Un vieux dossier ressurgit au moment de sa campagne municipale et la députée insoumise dénonce un timing politique. Le tribunal la reconnaît coupable d’avoir volé des chèques mais la blanchit des accusations les plus lourdes.
C’est un verdict en demi-teinte que la députée LFI a reçu lundi. Sophia Chikirou a été relaxée des accusations de tentative d’escroquerie qui pesaient sur elle depuis 2018. En revanche, elle écope d’une amende de 8 000 euros, dont la moitié avec sursis, pour avoir dérobé deux formules de chèque jamais utilisées. Cette affaire, qui mêle comptes bancaires, éviction d’un média et rancœurs politiques, a empoisonné sa campagne pour la mairie de Paris. Elle était arrivée loin derrière au second tour avec moins de 8% des voix.
Le tribunal a estimé que les preuves manquaient pour établir une tentative d’escroquerie. À l’époque, Sophia Chikirou avait tenté de faire virer 67 146 euros depuis les comptes du Média, une webtélé qu’elle avait cofondée. Mais elle venait d’être évincée de la présidence de la société de production. La question centrale était simple savait-elle qu’elle n’avait plus le droit de gérer ces comptes au moment où elle a fait les démarches à la banque ? Les juges ont retenu qu’elle n’avait reçu son avis d’éviction que tard dans l’après-midi du 27 juillet 2018, après son premier rendez-vous bancaire. Un SMS du psychanalyste Gérard Miller, cofondateur du Média, envoyé à 16h57, a servi d’élément clé. Le tribunal a aussi souligné que nier à tort ses droits de gérant n’est pas une escroquerie au sens pénal.
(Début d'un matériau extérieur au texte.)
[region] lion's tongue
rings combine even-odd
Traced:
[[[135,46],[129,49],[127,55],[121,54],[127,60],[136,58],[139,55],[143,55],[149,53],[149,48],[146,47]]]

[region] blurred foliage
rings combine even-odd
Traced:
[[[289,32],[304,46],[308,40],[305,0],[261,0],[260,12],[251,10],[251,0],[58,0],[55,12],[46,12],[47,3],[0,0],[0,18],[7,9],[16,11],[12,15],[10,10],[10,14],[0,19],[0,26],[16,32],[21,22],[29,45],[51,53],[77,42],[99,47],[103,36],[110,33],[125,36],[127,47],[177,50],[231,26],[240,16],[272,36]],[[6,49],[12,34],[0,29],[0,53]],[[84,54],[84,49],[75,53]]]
L’affaire sentait surtout la guerre interne. Lors du procès en mai, les débats ont été ponctués de lectures de SMS cinglants, d’insultes et de comptes rendus d’assemblées générales houleuses. Les dissensions entre responsables du Média avaient conduit à l’éviction de Sophia Chikirou en plein été 2018. Depuis, un accord avait été trouvé entre les parties et la société plaignante s’était désistée de sa plainte. Alors pourquoi un procès s’est-il tenu cinq ans plus tard, en pleine campagne électorale ? L’élue n’a pas mâché ses mots à l’audience, dénonçant un choix purement politique de la procureure. Le tribunal a justifié sa décision en rappelant que le vol est un fait grave pour un élu, mais a tenu compte de l’ancienneté des faits et de l’accord passé. Reste un goût amer pour celle qui estime avoir été visée au moment le plus stratégique.